I am thoroughly interviewed.

Oh, now this is a very cool meme. Bloggers are interviewing each other. And instead of waiting to be tagged, which can mean waiting like the speccy fat kid in games who nobody choses and ends up in a team by default (me! That was me! Not bitter!), anyway, instead of waiting to be tagged, you can march up and demand to be interviewed. So Charlotte interviewed Aphra, and I got Aphra to interview me. And Aphra is a complete fiend with the questions, and it’s all gone revelations here chez Reed. So! Are we ready? No? Never mind.

1) If you could have your particular childhood over again, would you change any of it and if so, what, what to and why?

Yes I would, most of it, to just about anything else, because it sucked.

That’s not exactly illuminating, is it?

There were some wonderful things in my childhood. The farms in the mountains of Italy I grew up on, the huge and crazy family we luckily did not have to live in the same country as, the books (oh, the glory of having immensely bookish pack-rat parents who don’t care what you’re reading as long as you’re quiet), the excitement of travelling back to Blighty for summer and Christmas, the whole bilingual enhanced perspective thing. Any other child, a less neurotic, hyper-sensitive, awkward child would have probably got a very happy childhood out of it all. Me, I was a rotten kid – sickly, grouchy, prone to out-bursts and crying jags, hugely bad at getting along with other children, a complicated mix of academically gifted and supremely dense. Having the words ‘outsider, please mock’ embroidered onto all of my pinnies probably didn’t help.

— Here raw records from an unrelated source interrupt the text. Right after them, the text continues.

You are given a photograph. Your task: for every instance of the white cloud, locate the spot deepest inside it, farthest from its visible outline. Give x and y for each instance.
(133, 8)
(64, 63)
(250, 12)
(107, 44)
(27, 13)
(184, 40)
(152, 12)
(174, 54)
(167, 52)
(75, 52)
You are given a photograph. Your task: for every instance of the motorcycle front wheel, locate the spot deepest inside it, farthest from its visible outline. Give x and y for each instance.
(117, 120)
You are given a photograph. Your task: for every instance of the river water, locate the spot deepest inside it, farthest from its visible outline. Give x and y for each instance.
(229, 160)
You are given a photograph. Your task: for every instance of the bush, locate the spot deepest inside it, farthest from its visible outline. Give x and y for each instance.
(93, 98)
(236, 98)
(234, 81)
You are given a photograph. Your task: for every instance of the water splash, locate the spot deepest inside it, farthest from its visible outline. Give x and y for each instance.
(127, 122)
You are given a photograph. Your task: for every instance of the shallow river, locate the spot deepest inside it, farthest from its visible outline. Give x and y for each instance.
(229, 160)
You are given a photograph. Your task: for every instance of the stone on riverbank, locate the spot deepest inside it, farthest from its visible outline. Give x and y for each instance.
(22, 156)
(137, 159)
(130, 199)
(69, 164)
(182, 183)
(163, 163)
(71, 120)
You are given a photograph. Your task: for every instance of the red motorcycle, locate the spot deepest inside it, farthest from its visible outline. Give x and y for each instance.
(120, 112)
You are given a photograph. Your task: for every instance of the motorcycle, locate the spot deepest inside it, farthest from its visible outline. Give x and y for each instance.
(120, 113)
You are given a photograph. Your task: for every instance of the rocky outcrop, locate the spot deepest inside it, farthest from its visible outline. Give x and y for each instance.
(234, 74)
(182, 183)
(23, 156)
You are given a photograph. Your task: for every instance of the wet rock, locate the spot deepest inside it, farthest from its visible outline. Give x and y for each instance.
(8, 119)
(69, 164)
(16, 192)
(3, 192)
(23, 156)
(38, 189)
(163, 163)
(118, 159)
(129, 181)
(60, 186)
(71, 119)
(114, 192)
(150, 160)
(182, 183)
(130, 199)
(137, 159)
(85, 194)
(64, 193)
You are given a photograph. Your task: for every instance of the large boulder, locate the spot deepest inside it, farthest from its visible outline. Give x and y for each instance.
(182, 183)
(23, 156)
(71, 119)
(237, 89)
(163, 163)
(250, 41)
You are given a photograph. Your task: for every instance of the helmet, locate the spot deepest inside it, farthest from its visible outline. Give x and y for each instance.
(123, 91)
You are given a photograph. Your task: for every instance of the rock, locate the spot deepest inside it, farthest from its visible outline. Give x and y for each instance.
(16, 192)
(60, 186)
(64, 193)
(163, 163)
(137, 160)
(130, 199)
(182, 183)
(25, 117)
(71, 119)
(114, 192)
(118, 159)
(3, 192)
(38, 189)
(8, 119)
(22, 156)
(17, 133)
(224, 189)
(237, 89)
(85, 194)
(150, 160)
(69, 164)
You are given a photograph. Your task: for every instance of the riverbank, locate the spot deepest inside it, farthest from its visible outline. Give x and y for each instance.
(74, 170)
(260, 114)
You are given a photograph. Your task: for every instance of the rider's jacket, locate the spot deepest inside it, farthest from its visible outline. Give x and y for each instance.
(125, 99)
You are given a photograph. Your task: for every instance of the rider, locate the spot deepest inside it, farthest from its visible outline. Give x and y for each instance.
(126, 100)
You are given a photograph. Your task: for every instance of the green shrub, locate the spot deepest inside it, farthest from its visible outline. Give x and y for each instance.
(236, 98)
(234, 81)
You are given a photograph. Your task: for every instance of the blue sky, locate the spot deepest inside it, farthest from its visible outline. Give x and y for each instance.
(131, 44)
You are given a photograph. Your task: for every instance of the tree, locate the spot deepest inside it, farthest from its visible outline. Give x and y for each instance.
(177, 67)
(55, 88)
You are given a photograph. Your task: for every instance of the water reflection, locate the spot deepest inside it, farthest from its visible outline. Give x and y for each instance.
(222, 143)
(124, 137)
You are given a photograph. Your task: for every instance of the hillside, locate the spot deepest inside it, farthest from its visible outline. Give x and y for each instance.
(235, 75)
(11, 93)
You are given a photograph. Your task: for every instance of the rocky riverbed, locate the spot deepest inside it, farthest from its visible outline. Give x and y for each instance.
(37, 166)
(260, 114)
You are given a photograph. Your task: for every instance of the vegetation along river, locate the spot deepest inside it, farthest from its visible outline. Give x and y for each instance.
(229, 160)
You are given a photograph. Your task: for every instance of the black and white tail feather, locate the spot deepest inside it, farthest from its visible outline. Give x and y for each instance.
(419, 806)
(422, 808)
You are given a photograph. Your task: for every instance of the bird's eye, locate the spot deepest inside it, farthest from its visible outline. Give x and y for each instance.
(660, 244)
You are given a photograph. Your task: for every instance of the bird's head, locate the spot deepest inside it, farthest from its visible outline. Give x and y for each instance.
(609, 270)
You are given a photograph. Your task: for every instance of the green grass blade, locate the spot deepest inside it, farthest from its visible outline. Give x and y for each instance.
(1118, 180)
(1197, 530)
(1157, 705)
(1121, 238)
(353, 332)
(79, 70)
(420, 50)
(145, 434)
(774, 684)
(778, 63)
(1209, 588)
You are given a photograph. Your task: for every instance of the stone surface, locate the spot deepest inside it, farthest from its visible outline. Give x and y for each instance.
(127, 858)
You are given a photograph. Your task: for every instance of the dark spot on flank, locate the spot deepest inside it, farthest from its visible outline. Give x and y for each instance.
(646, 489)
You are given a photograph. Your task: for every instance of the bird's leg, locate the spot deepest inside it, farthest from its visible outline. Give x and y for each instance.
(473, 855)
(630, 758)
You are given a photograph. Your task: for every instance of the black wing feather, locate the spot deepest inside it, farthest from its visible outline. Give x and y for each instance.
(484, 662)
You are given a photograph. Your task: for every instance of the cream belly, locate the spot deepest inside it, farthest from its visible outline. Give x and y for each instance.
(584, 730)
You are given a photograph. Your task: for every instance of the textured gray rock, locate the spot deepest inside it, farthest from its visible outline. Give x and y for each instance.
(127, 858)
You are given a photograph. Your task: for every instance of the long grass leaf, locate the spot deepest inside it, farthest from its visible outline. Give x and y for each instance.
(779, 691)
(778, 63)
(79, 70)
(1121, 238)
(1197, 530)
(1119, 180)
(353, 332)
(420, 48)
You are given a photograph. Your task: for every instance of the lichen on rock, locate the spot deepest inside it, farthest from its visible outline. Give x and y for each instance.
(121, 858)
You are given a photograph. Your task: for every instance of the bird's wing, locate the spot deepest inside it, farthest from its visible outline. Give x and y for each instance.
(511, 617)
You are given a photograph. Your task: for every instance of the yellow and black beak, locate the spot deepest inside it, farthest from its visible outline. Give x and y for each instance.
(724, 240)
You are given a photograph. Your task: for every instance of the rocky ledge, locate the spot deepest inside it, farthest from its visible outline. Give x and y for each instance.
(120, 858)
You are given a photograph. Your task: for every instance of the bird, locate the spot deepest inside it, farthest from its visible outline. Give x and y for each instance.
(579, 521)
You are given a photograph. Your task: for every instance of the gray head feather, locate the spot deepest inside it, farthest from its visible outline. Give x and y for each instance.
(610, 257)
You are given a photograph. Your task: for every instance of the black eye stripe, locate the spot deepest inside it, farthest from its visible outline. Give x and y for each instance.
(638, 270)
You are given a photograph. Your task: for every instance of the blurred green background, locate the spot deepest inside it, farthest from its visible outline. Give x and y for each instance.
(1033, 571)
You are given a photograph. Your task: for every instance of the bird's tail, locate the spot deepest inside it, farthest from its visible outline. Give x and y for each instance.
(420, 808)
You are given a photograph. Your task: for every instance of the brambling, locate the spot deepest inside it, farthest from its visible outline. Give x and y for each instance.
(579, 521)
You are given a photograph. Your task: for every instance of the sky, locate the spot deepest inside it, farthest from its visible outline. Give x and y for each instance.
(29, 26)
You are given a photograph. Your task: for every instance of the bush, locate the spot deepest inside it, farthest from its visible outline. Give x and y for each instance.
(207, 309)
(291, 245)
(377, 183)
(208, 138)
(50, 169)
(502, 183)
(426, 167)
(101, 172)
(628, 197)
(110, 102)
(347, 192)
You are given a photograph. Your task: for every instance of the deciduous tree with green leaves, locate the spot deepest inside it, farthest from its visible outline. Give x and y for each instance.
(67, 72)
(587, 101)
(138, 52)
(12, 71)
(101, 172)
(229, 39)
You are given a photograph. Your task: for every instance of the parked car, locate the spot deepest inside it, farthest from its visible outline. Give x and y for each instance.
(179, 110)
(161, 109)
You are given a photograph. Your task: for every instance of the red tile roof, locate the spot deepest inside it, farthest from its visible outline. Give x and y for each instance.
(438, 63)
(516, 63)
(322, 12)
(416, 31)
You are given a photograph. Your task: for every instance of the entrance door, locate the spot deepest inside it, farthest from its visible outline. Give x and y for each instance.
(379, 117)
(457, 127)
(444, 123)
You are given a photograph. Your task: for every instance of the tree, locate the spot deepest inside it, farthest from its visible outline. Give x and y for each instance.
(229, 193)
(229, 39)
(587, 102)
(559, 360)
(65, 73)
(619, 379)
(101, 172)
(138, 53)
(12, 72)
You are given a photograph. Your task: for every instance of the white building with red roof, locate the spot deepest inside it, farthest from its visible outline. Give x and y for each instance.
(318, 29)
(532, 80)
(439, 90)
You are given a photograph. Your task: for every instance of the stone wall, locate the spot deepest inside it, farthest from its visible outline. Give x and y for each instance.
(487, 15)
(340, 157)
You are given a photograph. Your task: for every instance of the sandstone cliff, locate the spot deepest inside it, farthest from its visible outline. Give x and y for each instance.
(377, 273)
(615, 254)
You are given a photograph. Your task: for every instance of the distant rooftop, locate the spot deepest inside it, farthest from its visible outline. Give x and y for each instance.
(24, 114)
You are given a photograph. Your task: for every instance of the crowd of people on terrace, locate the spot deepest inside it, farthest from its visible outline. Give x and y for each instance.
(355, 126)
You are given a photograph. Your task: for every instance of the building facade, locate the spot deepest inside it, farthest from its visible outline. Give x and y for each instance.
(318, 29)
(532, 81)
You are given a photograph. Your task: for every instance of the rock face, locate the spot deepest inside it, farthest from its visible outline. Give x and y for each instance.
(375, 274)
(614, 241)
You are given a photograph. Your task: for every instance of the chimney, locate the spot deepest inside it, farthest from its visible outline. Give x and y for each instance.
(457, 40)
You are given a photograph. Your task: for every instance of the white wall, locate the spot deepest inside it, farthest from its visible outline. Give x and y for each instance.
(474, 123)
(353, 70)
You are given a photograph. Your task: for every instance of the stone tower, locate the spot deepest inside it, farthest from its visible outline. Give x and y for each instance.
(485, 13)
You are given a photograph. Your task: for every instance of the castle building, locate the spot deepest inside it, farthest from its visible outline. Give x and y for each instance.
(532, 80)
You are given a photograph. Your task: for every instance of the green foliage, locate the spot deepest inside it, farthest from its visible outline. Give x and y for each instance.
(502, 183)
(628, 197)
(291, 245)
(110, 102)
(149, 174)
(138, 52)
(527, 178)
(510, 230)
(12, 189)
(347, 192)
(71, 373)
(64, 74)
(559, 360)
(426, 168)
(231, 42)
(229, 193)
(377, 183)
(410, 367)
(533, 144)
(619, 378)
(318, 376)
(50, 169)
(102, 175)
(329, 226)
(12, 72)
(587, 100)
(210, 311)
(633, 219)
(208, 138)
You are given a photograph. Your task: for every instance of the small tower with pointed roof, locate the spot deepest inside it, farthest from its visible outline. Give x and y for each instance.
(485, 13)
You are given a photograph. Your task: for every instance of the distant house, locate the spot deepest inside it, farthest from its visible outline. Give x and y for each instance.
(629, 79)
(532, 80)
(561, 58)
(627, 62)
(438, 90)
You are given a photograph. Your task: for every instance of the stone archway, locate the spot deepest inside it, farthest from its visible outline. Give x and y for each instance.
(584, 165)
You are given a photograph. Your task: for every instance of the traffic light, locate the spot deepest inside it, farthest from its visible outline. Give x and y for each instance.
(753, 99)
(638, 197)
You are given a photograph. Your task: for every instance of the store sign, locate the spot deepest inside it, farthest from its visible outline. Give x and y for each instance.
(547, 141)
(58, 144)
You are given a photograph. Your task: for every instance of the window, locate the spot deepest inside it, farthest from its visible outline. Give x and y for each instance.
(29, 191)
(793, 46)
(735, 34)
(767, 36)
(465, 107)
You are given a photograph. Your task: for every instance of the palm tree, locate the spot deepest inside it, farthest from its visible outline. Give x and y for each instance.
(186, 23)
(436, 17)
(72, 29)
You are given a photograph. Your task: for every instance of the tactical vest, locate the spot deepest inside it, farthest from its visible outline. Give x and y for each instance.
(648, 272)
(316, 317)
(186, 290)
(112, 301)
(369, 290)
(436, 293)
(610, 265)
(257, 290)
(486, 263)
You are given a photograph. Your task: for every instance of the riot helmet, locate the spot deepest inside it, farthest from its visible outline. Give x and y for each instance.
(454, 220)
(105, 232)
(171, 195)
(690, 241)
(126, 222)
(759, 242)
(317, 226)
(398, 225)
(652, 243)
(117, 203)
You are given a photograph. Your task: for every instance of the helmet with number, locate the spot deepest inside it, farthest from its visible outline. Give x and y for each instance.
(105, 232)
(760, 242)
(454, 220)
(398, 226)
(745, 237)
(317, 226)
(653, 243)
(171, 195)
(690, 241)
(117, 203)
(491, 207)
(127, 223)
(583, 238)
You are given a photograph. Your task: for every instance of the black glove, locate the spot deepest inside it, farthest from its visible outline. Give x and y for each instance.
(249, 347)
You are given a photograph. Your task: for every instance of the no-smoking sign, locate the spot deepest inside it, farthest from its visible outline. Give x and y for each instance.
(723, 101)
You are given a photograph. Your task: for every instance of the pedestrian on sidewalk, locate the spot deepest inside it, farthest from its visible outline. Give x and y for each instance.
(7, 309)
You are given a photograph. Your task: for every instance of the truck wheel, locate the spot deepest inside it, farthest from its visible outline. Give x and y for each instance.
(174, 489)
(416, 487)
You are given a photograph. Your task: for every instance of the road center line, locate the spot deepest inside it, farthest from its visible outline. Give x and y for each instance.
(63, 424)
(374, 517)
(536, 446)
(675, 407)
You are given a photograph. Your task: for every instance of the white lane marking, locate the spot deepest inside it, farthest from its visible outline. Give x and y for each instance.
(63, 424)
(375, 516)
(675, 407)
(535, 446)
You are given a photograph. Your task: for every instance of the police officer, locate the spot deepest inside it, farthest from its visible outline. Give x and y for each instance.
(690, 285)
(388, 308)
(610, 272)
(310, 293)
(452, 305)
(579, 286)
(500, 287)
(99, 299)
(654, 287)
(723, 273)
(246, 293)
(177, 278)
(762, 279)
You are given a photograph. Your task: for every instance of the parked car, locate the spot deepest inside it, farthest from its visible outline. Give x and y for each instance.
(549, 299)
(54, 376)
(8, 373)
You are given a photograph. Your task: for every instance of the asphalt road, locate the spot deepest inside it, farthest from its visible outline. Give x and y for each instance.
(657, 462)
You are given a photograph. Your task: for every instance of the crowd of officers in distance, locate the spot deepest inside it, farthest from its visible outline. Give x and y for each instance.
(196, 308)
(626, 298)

But what can I change? I honestly think it was a good thing my parents got divorced. I think my mother’s choice of second husband was, err, not a choice made with any of her brain, perhaps, but even though I loathed my step-Dad, I love my little sister, so how can I wish her away by wishing him away? And in any case, I think I am getting to understand him and his bazillion hang-ups and also just what a difficult kid I was. After a great deal of introspection [Damn you, Aphra! - Ed] I have decided I’d like to change the following things:

  1. Our father should have never played favourites with me and my sister (the middle sister, not the littlest one, who, see above, had a different father). I was the favourite, his clever little princess, and it wounded my sister again and again. Also, when I grew up and moved from Adoring to Opinionated, Dad pulled a Monsieur de Beauvoir on me. So now I also have a somewhat awkward relationship with my Dad, and ditto with my sister, who understandably has never quite forgiven either of us. ‘You mean… all this time, we could have been friends?’
  2. I wish I had learnt to be more sociable and cuddly at a younger age, and less of a thin-skinned smartypants know-it-all wise-arse. I might have made more and better friends, and been less bullied. I was well into my teens before I worked out how to socialise nicely.
  3. I wish my chronic ill-health had been better attended to. I have had seriously major emergency surgery in my teens, and am now going under the knife again, and you know? I think it might have helped if adults hadn’t assumed I was a raving hypochondriac from the age of thirteen onwards.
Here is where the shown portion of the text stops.